I did live on Goldilocks Lane back in the 70’s. Located in Jacksonville, Florida on the west side of the city it was a middle class, blue-collar neighborhood. We lived at the top of the hill in the green and white house. The Rhudys, our best friends, lived in the house on our right and a rent house, with many occupants over the years, was on the left. Just a few doors down stood the Three Bears Nursery and Daycare.

I spent summers playing like I was John Wayne in Sands of Iwo Jima or an astronaut stranded on the Planet of the Apes. In the evenings my brothers, our friends and me would ride our bikes up and down the road. They were fast and had the infamous banana seats. Our bikes were decorated with an orange fluorescent flag waving above our heads and the sound of click, click, click echoing through the neighborhood from the baseball cards we had attached to the rims to make it sound like on engine.

We, the proud residents of Goldilocks lane, had our own little subculture. Or at least the kids did. There were the popular kids, the fat kids, the bullies and yes, even girls. But at that age we didn’t care much about the girls. I remember actually holding elections for Mayor of Goldilocks Lane. I lost the election because I could not swing my little brother’s vote in my direction. Probably gave him one too many wedgies!

We played a unique brand of football in those days – you know in time before moms and dads stopped letting kids be kids and actually have fun regardless of the physical threats of injury. Tag in the road and tackle in the grass but mostly tackle all over followed by an occasional “that’s gotta hurt.” Big John Rhudy was the one you wanted on your team. He was our version of Larry Czonka and could carry 4 kids on his back across the goal line. He looked a lot like Hoss from Gun Smoke. Johnny, not Big John but an older guy that lived across the street, taught us to play football and actually organized a game or two between Goldilocks Lane and the guys over on Miss Muffet Lane and Jack Horner Lane. Don’t remember much about the win-loss column but the games were full of action and mayhem. Our practices were made up of a little game Johnny called “smear the queer with the ball.” I can tell you it was not much fun being the ball carrier.

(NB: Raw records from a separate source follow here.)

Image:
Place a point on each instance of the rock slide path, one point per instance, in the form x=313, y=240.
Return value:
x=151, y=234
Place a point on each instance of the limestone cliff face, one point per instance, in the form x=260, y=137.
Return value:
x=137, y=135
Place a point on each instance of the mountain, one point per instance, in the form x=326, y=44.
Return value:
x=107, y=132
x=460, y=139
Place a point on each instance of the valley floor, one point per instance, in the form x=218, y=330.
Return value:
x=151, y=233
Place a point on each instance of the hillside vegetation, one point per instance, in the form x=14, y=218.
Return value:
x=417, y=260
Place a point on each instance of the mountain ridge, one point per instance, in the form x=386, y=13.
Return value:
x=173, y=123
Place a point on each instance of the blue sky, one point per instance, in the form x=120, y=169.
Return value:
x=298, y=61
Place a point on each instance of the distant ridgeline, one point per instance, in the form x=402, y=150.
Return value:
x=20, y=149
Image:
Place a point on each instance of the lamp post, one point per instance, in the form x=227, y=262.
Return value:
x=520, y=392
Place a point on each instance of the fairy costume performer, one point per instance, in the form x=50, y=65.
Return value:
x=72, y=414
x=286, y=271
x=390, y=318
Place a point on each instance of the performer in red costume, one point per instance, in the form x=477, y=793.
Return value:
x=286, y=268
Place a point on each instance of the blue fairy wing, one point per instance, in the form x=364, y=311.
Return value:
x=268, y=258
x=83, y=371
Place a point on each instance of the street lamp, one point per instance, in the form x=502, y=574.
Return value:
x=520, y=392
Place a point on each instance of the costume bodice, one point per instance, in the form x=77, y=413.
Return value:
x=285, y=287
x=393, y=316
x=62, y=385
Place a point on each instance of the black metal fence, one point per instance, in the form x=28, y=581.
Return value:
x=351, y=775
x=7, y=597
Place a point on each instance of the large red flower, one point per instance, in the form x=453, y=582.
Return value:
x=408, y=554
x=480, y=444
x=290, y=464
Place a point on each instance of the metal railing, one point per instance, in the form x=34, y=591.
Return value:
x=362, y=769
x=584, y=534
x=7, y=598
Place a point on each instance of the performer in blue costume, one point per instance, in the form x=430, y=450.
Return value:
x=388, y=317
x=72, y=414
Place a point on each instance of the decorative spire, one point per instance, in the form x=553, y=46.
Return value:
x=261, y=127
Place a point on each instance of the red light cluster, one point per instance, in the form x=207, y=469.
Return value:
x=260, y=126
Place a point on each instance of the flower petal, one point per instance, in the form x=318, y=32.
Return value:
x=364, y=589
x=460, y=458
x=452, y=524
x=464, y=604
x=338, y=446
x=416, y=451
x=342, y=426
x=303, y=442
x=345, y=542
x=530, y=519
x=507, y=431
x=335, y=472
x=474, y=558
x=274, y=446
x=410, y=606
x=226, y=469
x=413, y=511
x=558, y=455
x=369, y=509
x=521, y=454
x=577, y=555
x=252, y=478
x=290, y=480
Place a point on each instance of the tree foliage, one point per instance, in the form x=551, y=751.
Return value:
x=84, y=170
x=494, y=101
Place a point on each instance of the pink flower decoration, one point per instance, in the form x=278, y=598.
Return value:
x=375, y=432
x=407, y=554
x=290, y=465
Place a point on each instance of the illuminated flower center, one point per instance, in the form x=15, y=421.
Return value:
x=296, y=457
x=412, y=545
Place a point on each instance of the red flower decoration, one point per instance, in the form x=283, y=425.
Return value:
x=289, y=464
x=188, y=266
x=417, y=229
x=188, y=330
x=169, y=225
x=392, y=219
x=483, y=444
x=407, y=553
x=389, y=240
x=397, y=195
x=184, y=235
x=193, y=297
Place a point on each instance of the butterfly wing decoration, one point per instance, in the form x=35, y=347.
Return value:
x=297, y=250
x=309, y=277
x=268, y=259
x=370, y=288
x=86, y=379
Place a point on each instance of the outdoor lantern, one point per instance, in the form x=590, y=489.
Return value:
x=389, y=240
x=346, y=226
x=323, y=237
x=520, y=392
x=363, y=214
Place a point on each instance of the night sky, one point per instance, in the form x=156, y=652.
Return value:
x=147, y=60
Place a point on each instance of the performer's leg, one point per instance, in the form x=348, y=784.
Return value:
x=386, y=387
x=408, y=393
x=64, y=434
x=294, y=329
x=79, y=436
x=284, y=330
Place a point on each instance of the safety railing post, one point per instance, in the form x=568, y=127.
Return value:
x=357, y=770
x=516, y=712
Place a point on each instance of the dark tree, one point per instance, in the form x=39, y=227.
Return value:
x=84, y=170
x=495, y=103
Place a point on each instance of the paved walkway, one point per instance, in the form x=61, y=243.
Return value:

One year we had a bully on the block that would not let any of us ride our bikes to the 7-Eleven on Lanes Ave. He would make us stop and turn around and since he was older and could whip any of our butts individually, we obeyed. One day we came up with a simple plan to rid Goldilocks Lane of this resident evil and let freedom once again ring free….OK I am getting a little carried away. But our plan was simple and went like clock work . We had the youngest of our group stand in the front yard and challenge the Bully to a fight. The little one taunted him until the bully could take no more and proceeded into the yard to kick a little disrespectful tail. Then, like a scene straight out of Braveheart, the rest of us left our hiding places screaming and cursing and running directly at the bully. We hit him high. We hit him low. I grabbed onto a leg and didn’t let go (poetry not intended there). Once we had him under our control we beat the holy crap out of him. Our frustration level was high because of this boy-devil and our fury irrupted with every punch we threw. For most of that summer he had keep us from our beloved 7-Eleven and the awe inspiring Slurpees and the inevitable brain freezes they caused. Not anymore! At the end of the battle I had the biggest shiner and I wore it like a badge of honor. And the bully never bothered us again. We held our Slurpies high that day in celebration!

There will be more stories from the archives of Goldilocks Lane and yes my kids can still laugh at me when I bring them up. But at least I did not live two blocks over on the dreaded Tinker Bell Lane! We had our standards you know.